My Silence Has A Name...It's Bertha.
There's a rumor going around that silence is deafening. Mine is filled with nonsense rambling.
My silence has name: it's Bertha.
Of all her trademark habits, Bertha loves jumping to conclusions, makes quick judgements and knows no patience. Yea...she really is that much fun to be around.
Naturally, during my stay at a 10-day silent meditation retreat, Bertha ran wild with thoughts:
Ugh why are we even here?
Everyone thinks you smell bad. I can tell. They're all staring at you.
Is that girl really coughing through morning mediation again? How rude.
Vegan food. Vegan food?! Seriously, can a girl get a donut around here?

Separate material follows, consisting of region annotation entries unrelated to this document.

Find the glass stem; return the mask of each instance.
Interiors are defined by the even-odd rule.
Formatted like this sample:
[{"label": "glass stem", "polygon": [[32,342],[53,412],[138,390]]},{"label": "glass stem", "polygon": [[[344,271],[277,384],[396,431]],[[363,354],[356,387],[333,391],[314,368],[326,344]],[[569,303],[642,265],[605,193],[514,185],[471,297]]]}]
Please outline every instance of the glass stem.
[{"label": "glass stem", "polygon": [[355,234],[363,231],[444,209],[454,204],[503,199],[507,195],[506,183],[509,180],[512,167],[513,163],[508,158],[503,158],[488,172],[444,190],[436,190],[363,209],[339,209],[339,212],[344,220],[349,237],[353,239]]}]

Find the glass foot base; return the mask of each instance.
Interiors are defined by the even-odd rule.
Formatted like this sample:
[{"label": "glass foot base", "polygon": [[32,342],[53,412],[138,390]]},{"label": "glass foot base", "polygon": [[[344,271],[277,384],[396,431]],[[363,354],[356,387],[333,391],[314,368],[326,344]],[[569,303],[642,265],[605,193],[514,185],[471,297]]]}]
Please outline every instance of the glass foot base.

For the first few days, she was relentless. But as fate would have it, Bertha's no spring chicken. With no distractions—working dusk to dawn— the mad woman eventually tired herself out. In which case, her "silence replacement" took over until, I can only assume, Bertha regained her strength.
Okay, now Bertie? Bertie is a damn delight. She can't help herself. Seriously, she belongs in a Tide commercial. The woman handles her own shit, leaves everyone to their own devices and actually makes heartwarming smiles her freaking job.
And yet, she felt like an estranged second cousin more than anything else.
With nothing but time, I began using breaks and morning walks to reprogram my silence company. I'd wake up putting in a request for Bertie. When Bertha would inevitably surface, I'd politely ask her to take the day off.
And slowly but surely, the balance began to shift. The days got shorter. And amongst other things, not communicating with the outside world became noticeably more tolerable with Bertie as my guide.
Amazing things happen when hand the reigns over to our better halves. It's a simple fact to accept but damn hard to put into practice. Those 10 days gave me one hell of an advance but I'm not an expert by any means.
For now, I'm simply doing my best to keep one hand in Bertie's corner and the other on Bertha's snooze button.